Bug 55267 - NIO thread locked
Summary: NIO thread locked
Status: RESOLVED FIXED
Alias: None
Product: Tomcat 7
Classification: Unclassified
Component: Connectors (show other bugs)
Version: 7.0.41
Hardware: PC All
: P2 normal (vote)
Target Milestone: ---
Assignee: Tomcat Developers Mailing List
URL:
Keywords:
Depends on:
Blocks:
 
Reported: 2013-07-15 11:38 UTC by Pavel
Modified: 2013-07-24 15:02 UTC (History)
0 users



Attachments
dump (40.21 KB, application/x-zip-compressed)
2013-07-15 12:51 UTC, Pavel
Details

Note You need to log in before you can comment on or make changes to this bug.
Description Pavel 2013-07-15 11:38:25 UTC
Did some load test and thread got stuck, see dump.
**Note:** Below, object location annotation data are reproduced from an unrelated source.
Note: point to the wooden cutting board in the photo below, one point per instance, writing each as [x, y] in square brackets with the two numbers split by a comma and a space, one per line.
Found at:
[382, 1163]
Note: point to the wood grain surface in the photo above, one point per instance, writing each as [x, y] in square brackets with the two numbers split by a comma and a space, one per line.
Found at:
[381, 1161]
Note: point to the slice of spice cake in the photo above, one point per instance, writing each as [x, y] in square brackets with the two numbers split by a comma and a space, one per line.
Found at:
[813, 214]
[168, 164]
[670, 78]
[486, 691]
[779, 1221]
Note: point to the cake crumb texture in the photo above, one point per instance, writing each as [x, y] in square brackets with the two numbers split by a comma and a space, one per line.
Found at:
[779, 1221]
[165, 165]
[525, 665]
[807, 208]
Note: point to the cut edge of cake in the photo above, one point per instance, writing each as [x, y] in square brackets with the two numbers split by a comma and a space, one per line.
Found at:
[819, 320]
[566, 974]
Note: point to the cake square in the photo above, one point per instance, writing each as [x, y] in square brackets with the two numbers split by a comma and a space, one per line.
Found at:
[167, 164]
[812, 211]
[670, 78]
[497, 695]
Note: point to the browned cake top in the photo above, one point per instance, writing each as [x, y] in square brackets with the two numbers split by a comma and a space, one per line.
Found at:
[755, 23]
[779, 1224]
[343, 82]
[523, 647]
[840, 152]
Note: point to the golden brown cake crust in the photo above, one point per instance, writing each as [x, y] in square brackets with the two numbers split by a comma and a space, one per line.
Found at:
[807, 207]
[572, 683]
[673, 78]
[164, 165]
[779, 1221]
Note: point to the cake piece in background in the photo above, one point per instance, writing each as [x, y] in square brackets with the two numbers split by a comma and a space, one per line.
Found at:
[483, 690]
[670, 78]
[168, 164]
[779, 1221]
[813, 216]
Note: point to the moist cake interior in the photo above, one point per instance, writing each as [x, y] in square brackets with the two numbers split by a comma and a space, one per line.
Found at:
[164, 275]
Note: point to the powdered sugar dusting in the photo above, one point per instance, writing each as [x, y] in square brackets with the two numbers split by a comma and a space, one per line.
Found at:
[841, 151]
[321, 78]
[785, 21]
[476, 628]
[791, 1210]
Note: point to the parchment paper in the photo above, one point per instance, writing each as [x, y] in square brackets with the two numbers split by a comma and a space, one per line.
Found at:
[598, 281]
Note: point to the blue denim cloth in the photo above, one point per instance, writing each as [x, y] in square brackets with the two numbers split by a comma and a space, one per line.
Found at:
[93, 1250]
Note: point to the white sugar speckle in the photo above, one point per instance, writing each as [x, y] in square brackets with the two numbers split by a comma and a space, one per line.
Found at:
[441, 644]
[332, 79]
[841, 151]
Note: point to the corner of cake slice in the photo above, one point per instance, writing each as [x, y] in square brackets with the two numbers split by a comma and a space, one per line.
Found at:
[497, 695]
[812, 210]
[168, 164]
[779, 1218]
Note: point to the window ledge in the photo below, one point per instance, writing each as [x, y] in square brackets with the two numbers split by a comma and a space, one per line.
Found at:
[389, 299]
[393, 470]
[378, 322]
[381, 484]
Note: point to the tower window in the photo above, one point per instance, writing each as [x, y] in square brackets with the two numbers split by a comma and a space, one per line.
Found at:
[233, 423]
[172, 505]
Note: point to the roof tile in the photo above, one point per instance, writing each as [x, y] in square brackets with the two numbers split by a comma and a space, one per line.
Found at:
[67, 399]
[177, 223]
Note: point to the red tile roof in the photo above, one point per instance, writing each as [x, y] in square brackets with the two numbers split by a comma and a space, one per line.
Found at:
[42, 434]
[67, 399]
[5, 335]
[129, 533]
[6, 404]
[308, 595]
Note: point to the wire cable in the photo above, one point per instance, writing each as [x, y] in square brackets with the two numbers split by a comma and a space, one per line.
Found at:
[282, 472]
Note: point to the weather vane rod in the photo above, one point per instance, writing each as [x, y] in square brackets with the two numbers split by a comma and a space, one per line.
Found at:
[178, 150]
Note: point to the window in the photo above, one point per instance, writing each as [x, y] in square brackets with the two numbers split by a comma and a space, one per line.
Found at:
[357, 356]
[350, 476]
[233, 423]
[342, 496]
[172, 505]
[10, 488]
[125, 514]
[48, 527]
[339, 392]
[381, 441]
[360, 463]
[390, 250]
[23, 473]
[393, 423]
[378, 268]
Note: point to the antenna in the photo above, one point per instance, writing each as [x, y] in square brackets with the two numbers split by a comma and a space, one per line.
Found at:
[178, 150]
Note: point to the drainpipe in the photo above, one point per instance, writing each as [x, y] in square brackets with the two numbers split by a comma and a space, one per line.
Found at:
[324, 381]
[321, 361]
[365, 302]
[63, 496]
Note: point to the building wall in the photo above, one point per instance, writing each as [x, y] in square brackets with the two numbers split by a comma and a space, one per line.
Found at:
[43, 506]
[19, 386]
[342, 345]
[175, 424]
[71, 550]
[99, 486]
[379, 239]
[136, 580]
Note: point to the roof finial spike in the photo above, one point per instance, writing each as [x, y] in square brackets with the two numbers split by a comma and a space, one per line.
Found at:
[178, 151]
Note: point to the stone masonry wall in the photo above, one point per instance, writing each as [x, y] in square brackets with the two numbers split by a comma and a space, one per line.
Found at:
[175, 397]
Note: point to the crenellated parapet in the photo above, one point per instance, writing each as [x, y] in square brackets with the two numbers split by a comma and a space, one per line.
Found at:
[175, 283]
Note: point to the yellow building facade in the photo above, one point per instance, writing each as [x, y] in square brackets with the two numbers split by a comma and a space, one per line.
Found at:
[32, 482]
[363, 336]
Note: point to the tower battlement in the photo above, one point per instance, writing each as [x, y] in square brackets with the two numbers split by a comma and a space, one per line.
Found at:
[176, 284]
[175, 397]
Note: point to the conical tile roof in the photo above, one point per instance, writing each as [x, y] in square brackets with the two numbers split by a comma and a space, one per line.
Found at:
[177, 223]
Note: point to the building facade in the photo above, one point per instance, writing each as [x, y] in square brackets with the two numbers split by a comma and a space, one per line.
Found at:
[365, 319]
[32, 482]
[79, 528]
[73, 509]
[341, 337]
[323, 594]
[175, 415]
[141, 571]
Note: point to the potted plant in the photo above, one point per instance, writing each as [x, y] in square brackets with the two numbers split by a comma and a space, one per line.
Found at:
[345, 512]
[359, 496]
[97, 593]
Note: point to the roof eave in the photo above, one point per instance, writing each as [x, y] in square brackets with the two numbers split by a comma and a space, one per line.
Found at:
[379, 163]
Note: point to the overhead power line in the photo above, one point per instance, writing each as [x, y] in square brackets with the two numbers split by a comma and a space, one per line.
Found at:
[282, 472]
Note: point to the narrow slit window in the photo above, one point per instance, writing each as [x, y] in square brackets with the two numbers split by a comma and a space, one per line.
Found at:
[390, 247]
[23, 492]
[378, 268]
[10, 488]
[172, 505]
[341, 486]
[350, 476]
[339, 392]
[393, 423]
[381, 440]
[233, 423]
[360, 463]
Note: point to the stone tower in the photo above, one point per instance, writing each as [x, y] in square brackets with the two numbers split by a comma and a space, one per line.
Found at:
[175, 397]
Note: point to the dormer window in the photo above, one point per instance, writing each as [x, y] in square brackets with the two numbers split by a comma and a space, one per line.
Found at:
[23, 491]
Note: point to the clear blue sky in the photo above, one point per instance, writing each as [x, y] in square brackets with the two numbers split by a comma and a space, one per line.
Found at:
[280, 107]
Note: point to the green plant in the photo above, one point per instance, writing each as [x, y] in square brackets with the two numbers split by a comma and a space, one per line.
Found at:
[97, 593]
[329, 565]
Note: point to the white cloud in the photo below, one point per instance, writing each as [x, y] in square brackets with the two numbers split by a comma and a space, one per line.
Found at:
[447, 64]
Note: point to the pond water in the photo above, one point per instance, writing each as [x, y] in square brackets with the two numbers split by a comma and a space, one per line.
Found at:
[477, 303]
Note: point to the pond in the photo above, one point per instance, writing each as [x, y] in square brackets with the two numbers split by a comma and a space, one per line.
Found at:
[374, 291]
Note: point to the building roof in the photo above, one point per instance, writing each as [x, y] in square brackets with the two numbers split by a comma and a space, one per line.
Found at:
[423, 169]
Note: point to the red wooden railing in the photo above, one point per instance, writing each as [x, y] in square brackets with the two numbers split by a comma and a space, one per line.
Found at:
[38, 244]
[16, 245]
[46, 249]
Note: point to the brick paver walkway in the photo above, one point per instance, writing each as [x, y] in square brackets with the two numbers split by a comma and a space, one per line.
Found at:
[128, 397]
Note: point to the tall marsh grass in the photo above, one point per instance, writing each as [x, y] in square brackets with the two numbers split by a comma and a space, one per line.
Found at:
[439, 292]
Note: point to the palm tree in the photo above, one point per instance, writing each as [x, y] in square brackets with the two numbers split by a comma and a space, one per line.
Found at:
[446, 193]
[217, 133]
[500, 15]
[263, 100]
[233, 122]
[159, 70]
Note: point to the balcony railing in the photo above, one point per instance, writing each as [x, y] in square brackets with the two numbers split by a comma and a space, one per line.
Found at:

Basically I just simulate 100 users that connect and disconnect.
Comment 1 Mark Thomas 2013-07-15 12:08:58 UTC
There is no thread dump attached to this issue. The bug will get resolved as INVALID without one.
Comment 2 Pavel 2013-07-15 12:51:34 UTC
Created attachment 30595 [details]
dump
Comment 3 Mark Thomas 2013-07-22 17:24:04 UTC
Thanks for the thread dump. I'm going to assume that other information provided elsewhere is unchanged. i.e. the thread is not stuck but configured to use an excessively long timeout of 30 minutes.

I have not been able to recreate this issue - even with a debugger - but I think I have got close enough to figure out what is going on and I believe I have a solution.

I believe the following is happening:
- Atmosphere is setting a 30 minute timeout for Comet connections
- That timeout is used to set the socket read/write timeout
- When the client disconnects Atmosphere closes the comet event
- That triggers a write to the socket and at this point the timeout is still 30 mins
- Something about the exact timing and state means that an exception is not thrown

One could argue several root causes:
 1 Tomcat should only apply the Comet timeout to reads, not writes
 2 Atomsphere should reset the timeout once an error occurs
 3 Tomcat should reset the timeout once an error occurs
 4 Tomcat should reset the timeout as soon as close is called on the comet event

We might be able to do something about 1 but 3 and/or 4 look like simpler solutions. Looking at implementing a solution is next on my TODO list.
Comment 4 Pavel 2013-07-23 08:02:57 UTC
Great - waiting for the fix (I'm trying to figure out this issue for months, but it's indeed very hard to replicate locally.)
Comment 5 Mark Thomas 2013-07-23 14:28:30 UTC
I believe I have fixed this in trunk. In the end, option 1 was simpler to implement. You'll need to build from svn to test this. Let us know how you get on. If you still see the problem, feel free to re-open this issue.
Comment 6 Pavel 2013-07-24 15:02:59 UTC
Great - quick question - can I build and use the tomcat on prod? or do I need to do some optimizations to use the trunk version on prod?